The marginal value theorem holds true under three fairly mild conditions:
- The fixed cost $T$ is larger than zero.
- The reward function $E(t)$ increases with $t$.
- The slope $dE(t)/dt$ of the reward function decreases with $t$ (i.e. $E(t)$ is a diminishing returns function).
We wish to prove that the instantaneous reward rate $r(t)$ equals the average reward rate $R(t)$ when $R(t)$ is maximal. To achieve this, we need to find the value of $r(t)$ when $R(t)$ is maximal. To find the maximal average reward rate, we make use of the fact that its slope is zero at a maximum.
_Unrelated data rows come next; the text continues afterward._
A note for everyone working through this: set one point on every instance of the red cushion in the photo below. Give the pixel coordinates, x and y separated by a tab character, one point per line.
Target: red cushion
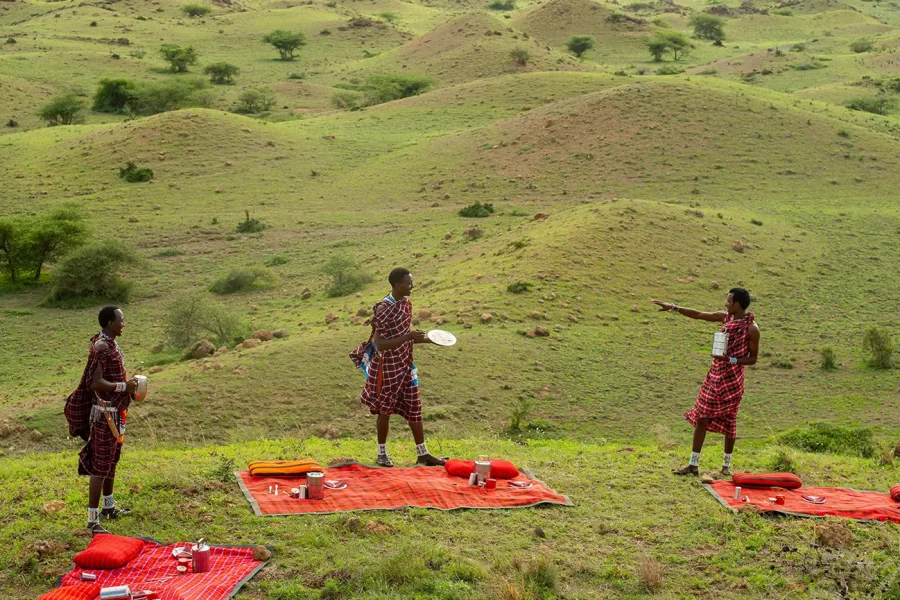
788	481
108	551
500	469
76	591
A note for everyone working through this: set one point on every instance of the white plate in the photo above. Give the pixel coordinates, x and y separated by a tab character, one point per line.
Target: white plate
441	337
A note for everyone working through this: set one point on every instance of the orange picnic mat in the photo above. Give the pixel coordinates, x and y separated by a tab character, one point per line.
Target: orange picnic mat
839	502
372	488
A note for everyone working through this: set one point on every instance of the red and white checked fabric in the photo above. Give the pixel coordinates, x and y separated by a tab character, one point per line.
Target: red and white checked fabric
839	502
370	488
391	386
722	390
230	567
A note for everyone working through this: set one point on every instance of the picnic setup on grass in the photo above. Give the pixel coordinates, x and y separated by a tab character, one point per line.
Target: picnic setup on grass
117	567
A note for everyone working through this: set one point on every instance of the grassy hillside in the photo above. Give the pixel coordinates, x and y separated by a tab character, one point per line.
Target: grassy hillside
611	184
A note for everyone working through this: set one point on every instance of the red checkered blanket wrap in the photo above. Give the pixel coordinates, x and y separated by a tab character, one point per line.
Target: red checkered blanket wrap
722	390
392	386
101	453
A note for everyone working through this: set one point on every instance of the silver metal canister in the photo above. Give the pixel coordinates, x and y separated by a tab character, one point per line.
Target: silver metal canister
118	592
482	470
200	555
315	485
720	343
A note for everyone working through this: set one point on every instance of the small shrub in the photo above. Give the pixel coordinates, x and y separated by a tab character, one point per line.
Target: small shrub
196	316
346	276
195	10
133	174
579	44
877	105
179	57
249	225
477	210
346	100
63	110
242	280
221	73
832	439
520	56
286	42
828	358
92	273
113	95
255	100
878	347
862	45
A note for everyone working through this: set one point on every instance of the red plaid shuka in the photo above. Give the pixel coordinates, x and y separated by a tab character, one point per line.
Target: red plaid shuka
100	455
392	386
722	390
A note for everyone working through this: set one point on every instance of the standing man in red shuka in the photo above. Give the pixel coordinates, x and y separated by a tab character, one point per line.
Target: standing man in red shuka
721	393
102	398
392	382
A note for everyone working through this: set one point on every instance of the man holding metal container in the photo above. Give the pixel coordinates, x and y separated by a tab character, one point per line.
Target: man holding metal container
97	411
736	346
392	383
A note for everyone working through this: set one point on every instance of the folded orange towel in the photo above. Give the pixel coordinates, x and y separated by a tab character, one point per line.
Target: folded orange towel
284	467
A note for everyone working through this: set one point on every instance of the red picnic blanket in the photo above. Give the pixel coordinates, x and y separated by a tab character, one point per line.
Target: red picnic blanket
154	569
839	502
371	488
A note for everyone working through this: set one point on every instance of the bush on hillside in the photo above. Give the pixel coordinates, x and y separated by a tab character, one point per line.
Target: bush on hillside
386	88
709	27
346	276
286	42
832	439
256	100
64	109
879	347
346	100
828	358
249	225
196	316
91	273
877	105
579	44
112	95
179	57
242	280
221	73
520	55
477	210
862	45
195	10
134	174
163	96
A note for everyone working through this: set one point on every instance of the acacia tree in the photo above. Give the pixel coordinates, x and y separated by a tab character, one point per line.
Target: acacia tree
286	42
179	57
709	27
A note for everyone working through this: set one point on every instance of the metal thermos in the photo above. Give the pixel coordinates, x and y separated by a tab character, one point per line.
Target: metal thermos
720	343
200	558
315	486
482	470
116	593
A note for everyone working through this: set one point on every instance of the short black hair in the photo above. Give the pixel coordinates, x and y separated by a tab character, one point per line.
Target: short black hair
741	296
397	275
107	315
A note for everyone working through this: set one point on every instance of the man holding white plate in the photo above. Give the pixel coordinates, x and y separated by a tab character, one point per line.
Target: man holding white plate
392	383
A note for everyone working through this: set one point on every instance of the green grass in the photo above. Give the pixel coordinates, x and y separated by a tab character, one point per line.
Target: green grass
647	184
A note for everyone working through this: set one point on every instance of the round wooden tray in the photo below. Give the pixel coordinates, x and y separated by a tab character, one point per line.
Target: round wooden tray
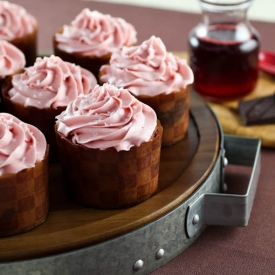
70	226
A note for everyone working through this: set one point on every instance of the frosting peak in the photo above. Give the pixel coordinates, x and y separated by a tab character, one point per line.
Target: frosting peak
51	82
147	69
107	117
96	34
15	21
11	59
21	145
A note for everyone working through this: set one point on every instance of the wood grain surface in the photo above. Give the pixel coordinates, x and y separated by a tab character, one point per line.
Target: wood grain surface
183	168
229	116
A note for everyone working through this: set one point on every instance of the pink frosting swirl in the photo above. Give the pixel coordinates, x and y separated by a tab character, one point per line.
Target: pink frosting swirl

The average reward rate is defined as \begin{eqnarray} R(t) & = & \frac{E(t)} {T+t}, \end{eqnarray} and its derivative is \begin{eqnarray} \frac{dR}{dt} & = & \frac{1}{T+t} \frac{dE}{dt} + E(t) \frac{d(T+t)^{-1}} {dt}, \label{eqaa} \end{eqnarray} where (by definition) \begin{eqnarray} \frac{dE} {dt} & = & r(t), \label{eqa} \end{eqnarray} is the instantaneous reward rate, and where \begin{eqnarray} \frac{d((T+t)^{-1}) } { dt} & = & \frac{-1} {(T+t)^{2}}. \label{eqb} \end{eqnarray} Substituting Equations \ref{eqa} and \ref{eqb} into Equation \ref{eqaa}, \begin{eqnarray} \frac{dR}{dt} & = & r(t) \frac{1}{T+t} - \frac{E(t)} {(T+t)^{2}} , \label{eqaab} \end{eqnarray} where \begin{eqnarray} \frac{ E(t) } {T+t} & = & R(t), \end{eqnarray} is the average reward rate, so that Equation \ref{eqaab} becomes \begin{eqnarray} \frac{dR}{dt} & = & \frac{r(t) }{T+t} - \frac{R(t)} {T+t}. \end{eqnarray} At a maximum, this is equal to zero, \begin{eqnarray} \frac{r(t) }{T+t} - \frac{R(t)} {T+t} & = & 0. \end{eqnarray} Finally, multiplying both sides by $(T+t)$, and re-arranging yields \begin{eqnarray} r(t) & = & R(t). \end{eqnarray} This proves that the average reward rate is maximal when the instantaneous reward rate equals the average reward rate.